I can't figure out how to use awk to read the data to the array as it reads through the file on the first read through.

for ((i=1; i<=70000; i++)) do                        
  line_num=$i
  ARRAY_3D_ELSET[$i]=$(awk -F, -v var="$line_num" 'NR==var {print $0}' 3D_ELSET.tmp)     
done

Chubler_XL · June 27, 2012, 5:13pm

How about this

eval ARRAY_3D_ELSET=( $(awk -F, '{print "["$1"]=\""$0"\" "}' 3D_ELSET.tmp) )

carlr · June 27, 2012, 7:37pm

Thanks the above works very nicley. But i now have another issue.

I need to efficiently scan through a text file of 70,000 lines and populate an array. This time it is more complex. Each line has 5 numbers, and is comma separated; EL_Num, Node_A, Node_B, Node_C, Node_D. The values for these are all integers.

I want to populate the array with the index equal to the Node number, and the string equal to all the El_num which contain that node.

For example given the below lines out of the file:

EL_Num, Node_A, Node_B, Node_C, Node_D
      5414,      5249,      5018,      5217,      5113
      5415,      5018,       5035,      5300,      5201
      5416,      5345,      5013,      5018,        5245

It can be seen that all el_num contain node 5018.

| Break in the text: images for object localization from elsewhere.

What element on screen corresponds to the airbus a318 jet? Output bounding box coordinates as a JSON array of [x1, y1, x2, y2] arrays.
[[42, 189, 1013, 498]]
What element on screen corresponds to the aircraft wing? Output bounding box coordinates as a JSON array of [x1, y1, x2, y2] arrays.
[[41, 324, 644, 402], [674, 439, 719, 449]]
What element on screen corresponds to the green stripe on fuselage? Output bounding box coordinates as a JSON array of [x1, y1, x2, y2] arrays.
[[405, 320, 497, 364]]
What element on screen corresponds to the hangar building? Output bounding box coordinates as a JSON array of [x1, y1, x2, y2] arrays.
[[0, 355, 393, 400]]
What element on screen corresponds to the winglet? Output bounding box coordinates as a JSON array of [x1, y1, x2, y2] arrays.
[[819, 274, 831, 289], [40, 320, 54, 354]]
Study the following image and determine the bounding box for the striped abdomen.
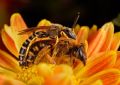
[19,31,48,67]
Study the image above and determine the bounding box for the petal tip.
[37,19,52,26]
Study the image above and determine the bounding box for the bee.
[18,13,87,67]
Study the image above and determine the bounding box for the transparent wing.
[18,26,51,35]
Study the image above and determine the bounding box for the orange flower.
[0,13,120,85]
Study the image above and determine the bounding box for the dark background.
[0,0,120,31]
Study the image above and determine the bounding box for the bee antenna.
[72,12,80,29]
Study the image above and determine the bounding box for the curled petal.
[76,26,89,44]
[0,49,21,72]
[2,13,28,56]
[0,35,8,52]
[80,69,120,85]
[10,13,28,51]
[110,32,120,50]
[0,75,25,85]
[37,19,52,26]
[1,29,18,56]
[75,51,117,79]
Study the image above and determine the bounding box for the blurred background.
[0,0,120,31]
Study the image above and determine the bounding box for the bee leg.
[34,46,51,65]
[53,36,59,47]
[62,28,76,39]
[46,54,56,64]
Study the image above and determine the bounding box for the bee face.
[72,45,87,65]
[62,27,76,39]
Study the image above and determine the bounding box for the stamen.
[16,65,44,84]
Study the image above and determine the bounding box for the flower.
[0,13,120,85]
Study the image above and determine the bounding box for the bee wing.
[18,26,51,35]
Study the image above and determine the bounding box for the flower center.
[16,65,44,85]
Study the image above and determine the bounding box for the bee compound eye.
[63,28,76,39]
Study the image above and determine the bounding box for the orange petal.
[0,75,25,85]
[37,19,52,26]
[88,25,97,43]
[100,22,114,51]
[88,22,114,56]
[76,26,89,44]
[110,32,120,50]
[0,49,21,72]
[80,69,120,85]
[0,35,8,52]
[87,29,106,57]
[2,14,28,56]
[10,13,28,51]
[1,29,18,57]
[114,51,120,69]
[1,13,29,57]
[75,51,117,79]
[10,13,27,31]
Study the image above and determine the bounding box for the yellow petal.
[110,32,120,50]
[100,22,114,51]
[74,24,80,34]
[44,64,77,85]
[37,63,53,77]
[37,19,52,26]
[0,49,21,72]
[75,51,117,79]
[1,29,18,56]
[90,80,103,85]
[0,75,25,85]
[76,26,89,44]
[80,69,120,85]
[27,76,44,85]
[0,67,16,78]
[114,51,120,69]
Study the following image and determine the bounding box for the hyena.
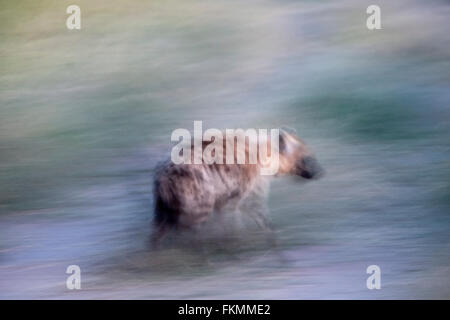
[152,128,323,245]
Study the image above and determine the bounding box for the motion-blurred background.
[0,0,449,299]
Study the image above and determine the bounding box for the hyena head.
[277,128,324,179]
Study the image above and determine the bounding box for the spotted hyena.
[152,128,323,244]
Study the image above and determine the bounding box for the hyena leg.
[226,198,245,234]
[253,209,279,249]
[231,210,245,232]
[243,179,273,231]
[243,197,279,248]
[151,222,169,249]
[250,204,274,232]
[151,196,176,248]
[240,194,273,232]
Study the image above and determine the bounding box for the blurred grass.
[0,0,449,299]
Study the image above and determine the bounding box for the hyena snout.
[296,156,324,180]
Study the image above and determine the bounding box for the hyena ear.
[279,129,288,154]
[279,126,297,154]
[280,125,297,135]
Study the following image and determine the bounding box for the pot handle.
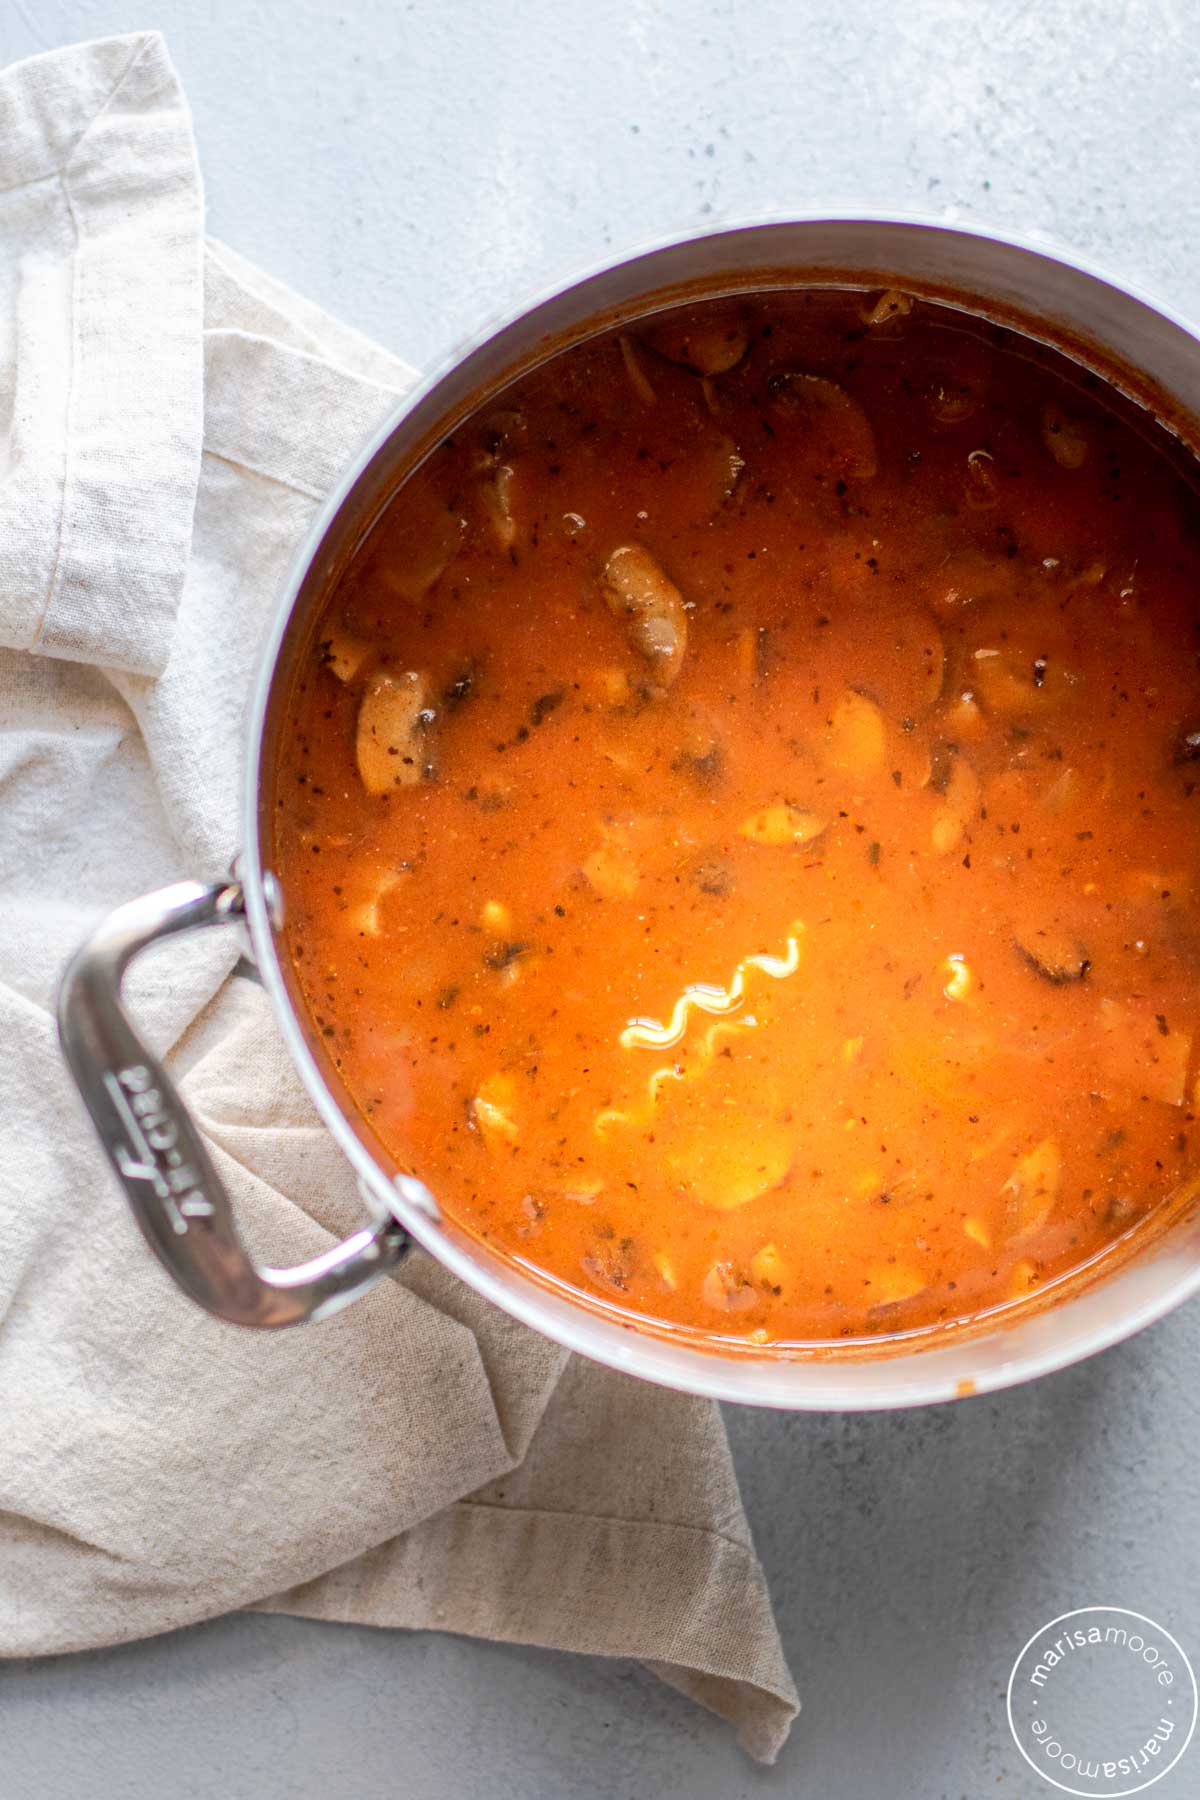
[57,878,410,1328]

Therefore ARRAY[5108] should equal 5014, 5015, 5016.

Like wise ARRAY[5249] should equal 5014

I have a method below but it is very slow, how can this be done efficiently?

Last_line_3D=$(awk -F, 'END {print NR}' 3D_ELSET.tmp)    
Num_Fields=$(awk -F, 'NR==1 {print NF}' 3D_ELSET.tmp)


for ((i=1; i<=$Last_line_3D; i++)) do            
for ((j=2; j<=$Num_Fields; j++)) do

EL_num=$(awk -F, -v variable="$i" 'NR==variable {print $1}' 3D_ELSETTEST.tmp)
ND_num=$(awk -F, -v vari="$i" -v field="$j" 'NR==vari {print $field}' 3D_ELSETTEST.tmp)


Orig_string=${ARRAY[ND_num]}                # Set variable as original string in array

unset ARRAY[ND_num]                            # Remove current string in the array

New_string="$Orig_string $EL_num"            # Set variable as original string in array plus the new element number

ARRAY[ND_num]=$New_string                    # Place the new string into the array

done
done

Chubler_XL · June 27, 2012, 9:44pm

Try:

eval ARRAY=( $(awk -F, '{for(i=2;i<=NF;i++)v[$i]=(($i in v)?v[$i]" ":"")$1}
             END { for(i in v) print "["i"]=\""v"\""}' 3D_ELSET.tmp) )